2. Current Biomarkers and Clinical Utility of Autoantibodies

For early detection to be an effective and practical approach, screening tests must satisfy four basic requirements. First, screening tests should be able to distinguish healthy individuals from cancer cases with a high degree of accuracy, sensitivity, and specificity (namely, low false-negative and false-positive rates). Second, detection should be possible before the disease progresses to an advanced stage, or even prior to the first manifestation of clinical signs, when it is still curable. Third, the test should ideally allow discrimination between lesions that are aggressive and require treatment and those that ultimately will do no harm, thus reducing the problem of overdiagnosis. Fourth, tests should be inexpensive and well accepted by the target population [7]. Breast cancer markers currently in use do not satisfy all these requirements. Therefore, FDA-approved protein tumor markers currently used in clinical practice, such as circulating tumor cell (CTC) proteins, estrogen receptor (ER), progesterone receptor (PR), Her-2/neu, CA 15-3, and CA27.29, are not approved for screening or early diagnosis [8]. Rather, ER and PR assays are recommended for prognosis and determining response to therapy, while Her-2/neu is used to assess appropriate therapeutic options. Moreover, ER, PR, and Her-2/neu measurements are based on immunohistochemistry, a method that requires invasive intervention such as biopsy to obtain samples. The level of CTCs is reported to be associated with cancer progression and survival. Finally, CA15-3 and CA27.29 serum biomarkers are only recommended for monitoring disease state and response to therapy.

Development of a sensitive, specific, and reproducible assay to identify biomarkers that can accurately determine the onset of breast cancer, particularly noninvasive tumors, is an attractive goal. This assay should be applicable for routine clinical use, require minimal time, and present little risk for the patient (e.g., venipuncture).

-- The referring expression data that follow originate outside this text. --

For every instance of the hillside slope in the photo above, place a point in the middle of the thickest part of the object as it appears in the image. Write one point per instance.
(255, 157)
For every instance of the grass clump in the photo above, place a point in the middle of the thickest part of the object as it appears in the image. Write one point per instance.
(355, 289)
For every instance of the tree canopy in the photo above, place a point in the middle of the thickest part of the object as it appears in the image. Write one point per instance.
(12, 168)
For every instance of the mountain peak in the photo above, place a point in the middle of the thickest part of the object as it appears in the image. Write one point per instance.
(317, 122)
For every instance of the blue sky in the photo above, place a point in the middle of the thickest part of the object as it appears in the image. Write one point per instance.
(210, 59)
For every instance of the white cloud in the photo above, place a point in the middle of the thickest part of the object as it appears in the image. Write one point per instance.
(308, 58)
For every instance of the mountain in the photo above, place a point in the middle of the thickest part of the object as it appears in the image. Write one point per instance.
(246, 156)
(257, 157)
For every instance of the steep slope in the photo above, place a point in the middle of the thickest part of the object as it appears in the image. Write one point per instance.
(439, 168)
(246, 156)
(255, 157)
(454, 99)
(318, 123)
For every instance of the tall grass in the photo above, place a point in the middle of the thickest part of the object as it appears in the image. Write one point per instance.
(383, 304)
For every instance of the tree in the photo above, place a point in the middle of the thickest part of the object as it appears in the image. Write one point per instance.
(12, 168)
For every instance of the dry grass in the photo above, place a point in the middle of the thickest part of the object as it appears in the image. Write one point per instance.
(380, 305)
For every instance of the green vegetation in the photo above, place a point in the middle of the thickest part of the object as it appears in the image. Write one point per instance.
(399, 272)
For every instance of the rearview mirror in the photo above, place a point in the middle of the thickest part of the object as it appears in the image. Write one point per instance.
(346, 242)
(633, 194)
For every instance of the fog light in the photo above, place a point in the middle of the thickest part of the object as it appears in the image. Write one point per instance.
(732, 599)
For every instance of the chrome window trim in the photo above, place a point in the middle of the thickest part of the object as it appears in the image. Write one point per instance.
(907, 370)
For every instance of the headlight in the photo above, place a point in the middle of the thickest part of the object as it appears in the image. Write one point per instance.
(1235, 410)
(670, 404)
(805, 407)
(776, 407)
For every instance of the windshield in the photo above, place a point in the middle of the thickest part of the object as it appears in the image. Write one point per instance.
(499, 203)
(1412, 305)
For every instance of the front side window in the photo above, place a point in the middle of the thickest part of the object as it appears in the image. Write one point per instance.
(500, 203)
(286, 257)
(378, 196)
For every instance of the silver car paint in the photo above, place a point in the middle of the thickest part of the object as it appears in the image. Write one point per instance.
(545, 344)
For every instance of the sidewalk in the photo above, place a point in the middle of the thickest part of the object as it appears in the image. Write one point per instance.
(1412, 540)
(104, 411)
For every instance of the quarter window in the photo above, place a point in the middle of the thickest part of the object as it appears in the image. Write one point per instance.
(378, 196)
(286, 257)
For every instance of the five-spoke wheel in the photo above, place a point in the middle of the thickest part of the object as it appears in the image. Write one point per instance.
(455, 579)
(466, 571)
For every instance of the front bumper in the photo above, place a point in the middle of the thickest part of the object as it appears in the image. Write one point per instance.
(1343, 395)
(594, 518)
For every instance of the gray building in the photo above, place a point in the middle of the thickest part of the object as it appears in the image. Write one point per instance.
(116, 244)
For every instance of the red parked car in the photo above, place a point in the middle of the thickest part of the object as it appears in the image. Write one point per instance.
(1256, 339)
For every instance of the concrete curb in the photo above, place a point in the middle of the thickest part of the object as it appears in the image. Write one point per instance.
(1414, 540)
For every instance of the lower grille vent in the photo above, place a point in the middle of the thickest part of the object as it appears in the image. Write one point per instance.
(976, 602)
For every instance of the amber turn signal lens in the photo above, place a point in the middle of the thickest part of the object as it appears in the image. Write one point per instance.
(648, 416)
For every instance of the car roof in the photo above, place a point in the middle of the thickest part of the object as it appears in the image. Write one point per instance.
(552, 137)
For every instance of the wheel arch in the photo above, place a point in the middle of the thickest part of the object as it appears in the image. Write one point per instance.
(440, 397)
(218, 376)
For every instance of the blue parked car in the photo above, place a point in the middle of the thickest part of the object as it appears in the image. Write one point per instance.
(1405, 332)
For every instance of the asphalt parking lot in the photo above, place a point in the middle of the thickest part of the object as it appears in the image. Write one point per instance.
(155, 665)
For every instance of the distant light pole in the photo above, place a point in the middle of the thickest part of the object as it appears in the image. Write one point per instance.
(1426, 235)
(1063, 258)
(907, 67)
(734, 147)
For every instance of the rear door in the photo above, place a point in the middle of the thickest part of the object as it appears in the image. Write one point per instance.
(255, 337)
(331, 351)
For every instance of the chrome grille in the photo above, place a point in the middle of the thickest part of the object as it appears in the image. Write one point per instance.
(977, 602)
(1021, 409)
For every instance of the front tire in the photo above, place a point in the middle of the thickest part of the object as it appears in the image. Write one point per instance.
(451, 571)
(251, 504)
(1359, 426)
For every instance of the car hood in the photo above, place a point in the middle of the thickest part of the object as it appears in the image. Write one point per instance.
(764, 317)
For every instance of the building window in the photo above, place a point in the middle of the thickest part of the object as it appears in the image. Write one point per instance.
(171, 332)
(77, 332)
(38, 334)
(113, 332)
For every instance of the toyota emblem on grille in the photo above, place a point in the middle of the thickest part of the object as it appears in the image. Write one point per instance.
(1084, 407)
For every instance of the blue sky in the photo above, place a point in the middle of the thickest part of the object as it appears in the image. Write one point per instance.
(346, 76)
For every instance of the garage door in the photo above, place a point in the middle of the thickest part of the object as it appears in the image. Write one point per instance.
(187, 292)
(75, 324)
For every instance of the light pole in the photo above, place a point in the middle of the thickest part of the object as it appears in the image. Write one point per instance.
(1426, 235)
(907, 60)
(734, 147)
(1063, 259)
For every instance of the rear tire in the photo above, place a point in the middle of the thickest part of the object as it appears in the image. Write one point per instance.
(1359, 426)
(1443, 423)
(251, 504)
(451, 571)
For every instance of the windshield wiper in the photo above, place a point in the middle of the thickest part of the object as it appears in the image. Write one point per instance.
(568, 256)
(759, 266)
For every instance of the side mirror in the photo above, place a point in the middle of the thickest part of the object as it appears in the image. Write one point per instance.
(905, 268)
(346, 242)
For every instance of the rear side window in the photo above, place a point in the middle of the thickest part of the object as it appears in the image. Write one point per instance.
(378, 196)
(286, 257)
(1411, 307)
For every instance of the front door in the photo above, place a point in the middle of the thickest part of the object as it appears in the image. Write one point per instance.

Based on these criteria, autoantibodies have great potential as breast cancer biomarkers. Indeed, autoantibodies are secreted and are therefore easily accessible. Autoantibodies are present in sera before tumor-associated antigens (TAAs) can be detected. Autoantibodies also correspond to efficient biological amplification of TAAs and are secreted into serum prior to first clinical signs. Moreover, antibodies are highly stable in serum samples and, unlike other polypeptides, are not subject to proteolysis, simplifying sample handling. They have a long lifetime in blood (T1/2 between 7 to 30 days, depending on the subclass of immunoglobulin) and may persist as long as a corresponding autoantigen that elicited the original specific humoral response. Finally, antibodies are biochemically well-characterized and many reagents and techniques are available for their detection, simplifying assay development [9].

3. First Steps toward the Identification of Autoantibodies in Cancer Patients

In 1955, Baldwin was the first to demonstrate that the immune system could react to a developing tumor [10]. He showed that tumor extracts could cause considerable tissue destruction when injected into growing tumors in rats. Tumors in these rats regressed, and the animals remained free of recurrent tumor growth. Furthermore, injected rats were found to be immune to subsequent implants of the same tumor. These results suggested that the development of tumor immunity depends upon the presence of immunogenetic differences in the tumor-host relationship. Also in 1955, Graham J. B. and R. M. Graham screened autoantibodies in the sera of 48 patients with gynecological cancers including cervical, ovarian, and uterine lesions using the complement-fixation technique [11]. Twelve of these samples demonstrated significant autoantibody titers, suggesting for the first time that autoantibodies could be used as a diagnostic tool for cancer. In 1970, Taylor and Odili identified the first neoantigen, which was highly similar to the T antigen of oncogenic DNA virus, eliciting a specific humoral response in breast cancer [12]. In the following years, using immunofluorescence approaches Priori et al. confirmed the presence of autoantibodies in random sera from breast cancer patients [13]. In 1975, Wasserman et al. demonstrated that the incidence of autoantibodies at diagnosis of breast carcinoma was higher in patients who developed local recurrences or distal metastases within 2 years than in patients free from recurrence [14]. Although these results have not been be confirmed, this study was the first to use autoantibodies as prognostic biomarkers.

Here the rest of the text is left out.